I thought that after being hit by a car I had survived the worst of it.
I was wrong.
I resisted the notion of in-patient treatment from the beginning, but when I attempted to begin eating normally, I became a miserable lump of lethargy overnight. Part of this was physical, as I explained in an earlier post. But perhaps more importantly, I was leaving behind a life I had loved and worked hard to build. I had fallen in love, swam in the Mediterranean, climbed mountains, and seen amazing art. I was going home with nothing to look forward to but weight gain.
When I arrived in the States, my family greeted me with a mixture of relief and disgust. Every encounter with food set me off. They had their own anger and grief to work through. Friends brought meals to the house, like they do when someone dies. They started eating some things secretly to avoid upsetting me. My mother felt she couldn’t care for me and also care for my younger siblings adequately, and there was talk of sending them to stay with relatives so she could focus on me. But I knew I was the one that didn’t belong. So I gave in and was admitted to an in-patient eating disorder unit.
At this point something interesting happened. All my life I had felt that something was wrong with me, but I had no name for it. Now I had a diagnosis. A word that explained everything that was wrong with me:
This was amazing because I had always been exceptional. But I had all the classic traits associated with the disease. I was a normal anorectic. And that leads me to the fact that when someone is diagnosed with influenza, heart disease or cancer, they are said to have that disease. When someone is diagnosed with anorexia, they are said to be anorectic. Because that identity explained so much about me, it would have been very tempting to embrace it.
A lot of people assume that young women become anorectic because they want to look like supermodels. In my experience this is not the case. Everyone there had their own reasons that bore little resemblance to the stereotypes. I was on a quest for my self in it’s purest, most basic form. I thought of it in terms of archeology. I was excavating my own skeleton one day at a time.
Just as criminals go to prison and become better criminals, anorectics and bulimics went to the hospital and became better anorectics and bulimics. As you heard other people’s stories, you inevitably learned new ways to destroy your body. I met many career patients during my time in the hospital. They would gain just enough weight to teeter on the edge of functional, get discharged, and come back months or years later as walking corpses. It was a preview of a possible future. I wanted to leave and never come back. I decided that anorectic was not who I wanted to be.
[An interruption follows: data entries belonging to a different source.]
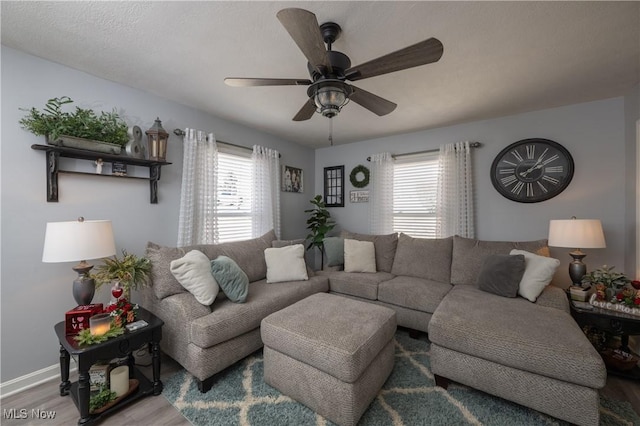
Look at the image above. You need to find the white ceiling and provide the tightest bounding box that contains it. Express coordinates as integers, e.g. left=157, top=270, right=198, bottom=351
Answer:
left=1, top=1, right=640, bottom=147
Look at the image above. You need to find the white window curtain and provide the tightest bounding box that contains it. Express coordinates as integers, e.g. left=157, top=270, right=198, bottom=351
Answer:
left=369, top=152, right=393, bottom=234
left=178, top=129, right=218, bottom=247
left=436, top=142, right=475, bottom=238
left=251, top=145, right=280, bottom=238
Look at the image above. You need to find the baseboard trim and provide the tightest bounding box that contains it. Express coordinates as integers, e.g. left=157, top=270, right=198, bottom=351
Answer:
left=0, top=359, right=77, bottom=400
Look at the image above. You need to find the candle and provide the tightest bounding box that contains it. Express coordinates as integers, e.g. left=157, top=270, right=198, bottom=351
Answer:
left=109, top=365, right=129, bottom=397
left=89, top=314, right=111, bottom=336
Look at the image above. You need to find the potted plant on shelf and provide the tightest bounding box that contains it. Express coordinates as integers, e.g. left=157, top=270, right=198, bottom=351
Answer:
left=20, top=96, right=129, bottom=154
left=304, top=195, right=336, bottom=267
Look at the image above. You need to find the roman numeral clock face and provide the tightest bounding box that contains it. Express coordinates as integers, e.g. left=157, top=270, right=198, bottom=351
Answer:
left=491, top=139, right=573, bottom=203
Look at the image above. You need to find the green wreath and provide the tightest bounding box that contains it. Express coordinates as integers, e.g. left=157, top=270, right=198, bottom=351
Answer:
left=349, top=164, right=369, bottom=188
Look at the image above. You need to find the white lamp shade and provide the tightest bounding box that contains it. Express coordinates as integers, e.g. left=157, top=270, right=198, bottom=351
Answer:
left=549, top=219, right=607, bottom=249
left=42, top=220, right=116, bottom=263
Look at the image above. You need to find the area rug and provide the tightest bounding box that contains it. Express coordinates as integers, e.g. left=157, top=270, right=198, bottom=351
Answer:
left=162, top=330, right=640, bottom=426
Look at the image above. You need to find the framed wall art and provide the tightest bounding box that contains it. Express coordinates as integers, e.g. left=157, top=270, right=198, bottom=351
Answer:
left=324, top=166, right=344, bottom=207
left=282, top=166, right=304, bottom=192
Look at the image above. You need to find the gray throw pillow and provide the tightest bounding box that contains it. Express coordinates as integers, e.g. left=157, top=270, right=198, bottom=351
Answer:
left=211, top=256, right=249, bottom=303
left=476, top=254, right=525, bottom=297
left=322, top=237, right=344, bottom=266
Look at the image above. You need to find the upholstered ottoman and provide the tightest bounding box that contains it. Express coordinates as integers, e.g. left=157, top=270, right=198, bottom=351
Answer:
left=260, top=293, right=396, bottom=426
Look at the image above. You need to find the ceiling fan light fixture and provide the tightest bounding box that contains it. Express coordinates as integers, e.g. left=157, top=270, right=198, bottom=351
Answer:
left=308, top=80, right=353, bottom=118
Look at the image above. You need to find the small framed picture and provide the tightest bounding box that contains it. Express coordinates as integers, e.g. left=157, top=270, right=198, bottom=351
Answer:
left=349, top=190, right=369, bottom=203
left=324, top=166, right=344, bottom=207
left=282, top=166, right=304, bottom=193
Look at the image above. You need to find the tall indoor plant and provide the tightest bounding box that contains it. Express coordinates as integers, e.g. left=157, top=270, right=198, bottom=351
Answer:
left=304, top=195, right=336, bottom=268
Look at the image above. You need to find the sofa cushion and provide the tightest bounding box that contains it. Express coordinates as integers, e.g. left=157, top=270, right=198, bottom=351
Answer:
left=476, top=254, right=524, bottom=297
left=211, top=256, right=249, bottom=303
left=264, top=244, right=309, bottom=283
left=344, top=238, right=376, bottom=273
left=429, top=286, right=607, bottom=389
left=391, top=233, right=453, bottom=284
left=378, top=276, right=452, bottom=313
left=340, top=231, right=398, bottom=272
left=189, top=275, right=329, bottom=348
left=169, top=250, right=220, bottom=306
left=322, top=237, right=344, bottom=266
left=318, top=271, right=394, bottom=300
left=511, top=249, right=560, bottom=302
left=451, top=235, right=549, bottom=285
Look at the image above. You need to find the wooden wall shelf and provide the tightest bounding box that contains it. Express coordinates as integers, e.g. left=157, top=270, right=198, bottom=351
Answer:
left=31, top=144, right=171, bottom=204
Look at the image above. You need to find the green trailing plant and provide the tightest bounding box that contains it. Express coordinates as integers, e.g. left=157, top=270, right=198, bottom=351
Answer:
left=89, top=386, right=118, bottom=413
left=92, top=250, right=151, bottom=297
left=74, top=326, right=124, bottom=345
left=20, top=96, right=129, bottom=146
left=304, top=195, right=336, bottom=265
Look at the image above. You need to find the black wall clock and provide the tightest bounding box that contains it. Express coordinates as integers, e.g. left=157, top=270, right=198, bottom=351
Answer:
left=491, top=139, right=574, bottom=203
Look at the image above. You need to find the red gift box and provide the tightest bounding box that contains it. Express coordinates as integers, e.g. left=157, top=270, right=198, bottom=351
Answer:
left=64, top=303, right=102, bottom=336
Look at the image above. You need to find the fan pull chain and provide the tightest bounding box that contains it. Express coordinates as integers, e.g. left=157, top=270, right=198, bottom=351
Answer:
left=329, top=117, right=333, bottom=146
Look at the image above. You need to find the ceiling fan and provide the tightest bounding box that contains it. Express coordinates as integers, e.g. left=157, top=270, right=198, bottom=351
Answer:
left=224, top=8, right=443, bottom=121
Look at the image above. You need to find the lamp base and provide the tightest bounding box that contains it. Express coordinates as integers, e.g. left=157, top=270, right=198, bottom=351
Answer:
left=72, top=260, right=96, bottom=305
left=569, top=249, right=587, bottom=287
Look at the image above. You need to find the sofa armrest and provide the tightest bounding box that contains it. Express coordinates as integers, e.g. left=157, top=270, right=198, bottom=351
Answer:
left=536, top=284, right=570, bottom=313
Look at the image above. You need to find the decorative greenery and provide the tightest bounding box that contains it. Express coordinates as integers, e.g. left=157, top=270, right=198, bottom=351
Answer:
left=349, top=164, right=369, bottom=188
left=89, top=386, right=118, bottom=413
left=582, top=265, right=631, bottom=291
left=92, top=250, right=151, bottom=295
left=20, top=96, right=129, bottom=146
left=304, top=195, right=336, bottom=264
left=74, top=327, right=124, bottom=345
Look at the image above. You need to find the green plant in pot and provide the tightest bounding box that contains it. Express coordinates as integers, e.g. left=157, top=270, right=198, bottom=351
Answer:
left=304, top=195, right=336, bottom=266
left=92, top=250, right=151, bottom=299
left=20, top=96, right=129, bottom=154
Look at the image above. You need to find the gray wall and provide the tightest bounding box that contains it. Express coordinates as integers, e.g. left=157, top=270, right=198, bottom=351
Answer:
left=1, top=46, right=314, bottom=382
left=316, top=97, right=635, bottom=285
left=624, top=85, right=640, bottom=279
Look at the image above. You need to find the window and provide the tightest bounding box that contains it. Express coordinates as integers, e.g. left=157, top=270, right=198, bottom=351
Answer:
left=393, top=151, right=438, bottom=238
left=216, top=143, right=253, bottom=243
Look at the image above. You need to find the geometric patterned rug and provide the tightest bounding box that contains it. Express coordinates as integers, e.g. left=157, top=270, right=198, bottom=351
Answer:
left=162, top=330, right=640, bottom=426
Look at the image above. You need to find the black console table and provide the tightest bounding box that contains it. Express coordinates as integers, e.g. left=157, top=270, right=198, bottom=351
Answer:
left=54, top=308, right=164, bottom=425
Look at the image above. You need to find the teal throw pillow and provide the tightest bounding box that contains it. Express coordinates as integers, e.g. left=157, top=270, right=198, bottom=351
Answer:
left=211, top=256, right=249, bottom=303
left=322, top=237, right=344, bottom=266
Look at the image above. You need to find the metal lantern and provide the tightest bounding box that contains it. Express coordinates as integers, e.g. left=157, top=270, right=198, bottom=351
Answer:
left=145, top=118, right=169, bottom=161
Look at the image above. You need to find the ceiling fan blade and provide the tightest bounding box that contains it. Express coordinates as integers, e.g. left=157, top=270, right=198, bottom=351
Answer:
left=224, top=77, right=311, bottom=87
left=349, top=85, right=398, bottom=116
left=276, top=8, right=332, bottom=74
left=293, top=98, right=316, bottom=121
left=345, top=38, right=444, bottom=81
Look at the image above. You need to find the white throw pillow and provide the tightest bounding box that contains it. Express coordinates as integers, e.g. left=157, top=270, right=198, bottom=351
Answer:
left=264, top=244, right=309, bottom=283
left=344, top=239, right=376, bottom=272
left=510, top=249, right=560, bottom=302
left=170, top=250, right=220, bottom=306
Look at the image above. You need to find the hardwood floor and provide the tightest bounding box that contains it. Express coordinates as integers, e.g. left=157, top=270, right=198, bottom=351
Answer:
left=0, top=350, right=640, bottom=426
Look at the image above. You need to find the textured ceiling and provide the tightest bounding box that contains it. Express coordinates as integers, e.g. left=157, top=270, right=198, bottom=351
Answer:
left=1, top=1, right=640, bottom=147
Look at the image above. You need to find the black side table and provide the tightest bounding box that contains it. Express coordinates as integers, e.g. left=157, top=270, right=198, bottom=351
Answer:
left=569, top=302, right=640, bottom=380
left=54, top=308, right=164, bottom=425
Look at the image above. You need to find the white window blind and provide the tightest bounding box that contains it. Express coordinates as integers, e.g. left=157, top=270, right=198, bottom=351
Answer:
left=393, top=151, right=438, bottom=238
left=216, top=148, right=252, bottom=243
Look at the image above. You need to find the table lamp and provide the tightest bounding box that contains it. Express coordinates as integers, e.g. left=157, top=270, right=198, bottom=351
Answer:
left=42, top=217, right=116, bottom=305
left=549, top=216, right=607, bottom=287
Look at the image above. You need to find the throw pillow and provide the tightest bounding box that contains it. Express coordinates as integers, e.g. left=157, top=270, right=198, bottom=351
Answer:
left=264, top=244, right=309, bottom=283
left=322, top=237, right=344, bottom=266
left=211, top=256, right=249, bottom=303
left=511, top=249, right=560, bottom=302
left=344, top=239, right=376, bottom=272
left=476, top=254, right=525, bottom=297
left=170, top=250, right=220, bottom=306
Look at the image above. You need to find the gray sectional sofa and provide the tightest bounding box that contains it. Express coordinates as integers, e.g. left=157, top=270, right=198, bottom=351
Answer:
left=142, top=231, right=606, bottom=425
In the hospital everything was monitored. Not just your weight, but your vital signs, what, when, and how much you ate, your bathroom and exercise habits. Aside from a pretty rigorous eating schedule, we had various group and individual therapy sessions throughout the day. I sat in my room and cut apart magazines to make collages. In spite of the regimented schedule, and the fact that it was always on lock-down, the unit felt more like a dormitory atmosphere. But we slept in the psych ward.
We could wear our own clothes during the day, but every night, a staff person would walk us down the hall to the psychiatric ward in our hospital pajamas. The staff was good natured and respectful, but I saw and heard things that no one should see and hear. Most of us have ideas about those people that end up in a psychiatric hospital. I realized that I was those people.
This was an opportunity to get over myself. For example: a friend of my mom’s was trying to explain to her daughter why she was praying for me. She told her little girl that I was in the hospital because I didn’t know how to eat. This little girl thought I was really stupid, because everybody knows how to eat, right? It was really humiliating. The good news is humiliation can be transformed into humility.
A lot happened that I’m not proud of. While I was in the hospital, I hid food that I was afraid to eat. When it was found later, the whole unit was in an uproar, trying to discover the culprit. But I never owned up to it. During the subsequent months and years of healing, my sense of worthlessness was so acute at times that I survived for several months largely on what I could scavenge, often out of the garbage. I didn’t feel I deserved any other food. I would get so hungry that I even stole food from housemates a few times, but only if I was convinced it was going bad.
I did do one thing right when I was in the hospital and afterward. After years of calling myself a Christian, I realized that I was really and truly incapable of living a life that would impress God or earn his love. All my perfectionism, all my effort, and all my determination had yielded pitiful fruit. I told God he could have my life if he wanted it, and that while he was at it, he would have to teach me how to eat (more on that later). So why am I telling you all this? I’m not trying to impress you with my depravity. I want to demonstrate that the “happy ending” I live every day is miraculous and undeserved. Even though I’m not proud of what I did, I will boast in what He has done. In case anything I ever do ever amounts to anything, I want to go on record: I am not naturally a good person, a wise person, or a trustworthy person. If any Christian in your life has deceived you, don’t be fooled. They aren’t either.
I hope you don’t need to be hit by a car to be struck by how precious life is, or by your need for redemption. But if you do, there is a Fiat somewhere with your name on it.